Airmen work on an RQ-4 Global Hawk after it returned to Beale Air Force Base, Calif. The US Air Force has decided not to pursue an adapter that would improve the Block 30's sensor suite. (Air Force)
The Air Force will not buy a “universal payload adapter” to attach sensors from the U-2 to a variant of the unmanned RQ-4 Global Hawk, another sign that the service is not interested in keeping the brand-new planes in the sky.
The Block 30 variant of the Global Hawk, a massive unmanned aircraft designed for intelligence, surveillance and reconnaissance, has been repeatedly targeted for cuts by the Air Force. The service planned to move the aircraft straight from the production line to the boneyard in 2013, but that move was blocked by Congress.
The Block 30’s sensor suite is not as capable as the U-2, and Global Hawk builder Northrop Grumman has been designing an adapter to attach the superior system to the unmanned aircraft. The Air Force, however, does not intend to use the adapter, said Maj. Ryan Simms, the chief of intelligence, surveillance and reconnaissance and remotely pilot aircraft policy in the headquarters Air Force executive action group.
Northrop Grumman officials said earlier this year that they are working through internal research and development on the adapter. Tom Vice, head of Northrop’s Aerospace Systems sector, told reporters in August that it was a “mature technology.”
The Air Force called the adapter “feasible,” and said it would cost about $487 million. It would take three years to develop and test, followed by another two years of production, according to an April report sent to congressional defense committees.

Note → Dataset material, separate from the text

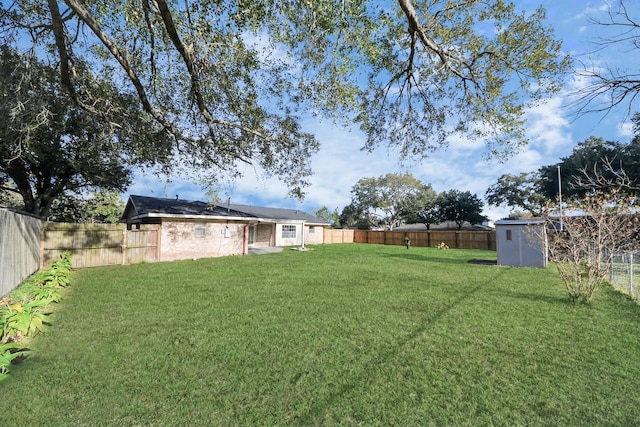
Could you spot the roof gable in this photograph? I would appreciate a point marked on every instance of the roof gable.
(140, 206)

The adapter would attach the Optical Bar Camera or Senior Year Electro-Optical Reconnaissance System-2b sensors, in addition to Airborne Signals Intelligence Payload.
Simms told Air Force Times on Tuesday that budget restrictions will prevent the service from moving forward with the adapter.
Despite their uncertain future, Block 30s are currently flying humanitarian aid and military missions, Simms said. One Global Hawk in the Philippines has flown 50 hours and taken 300 pictures, he said.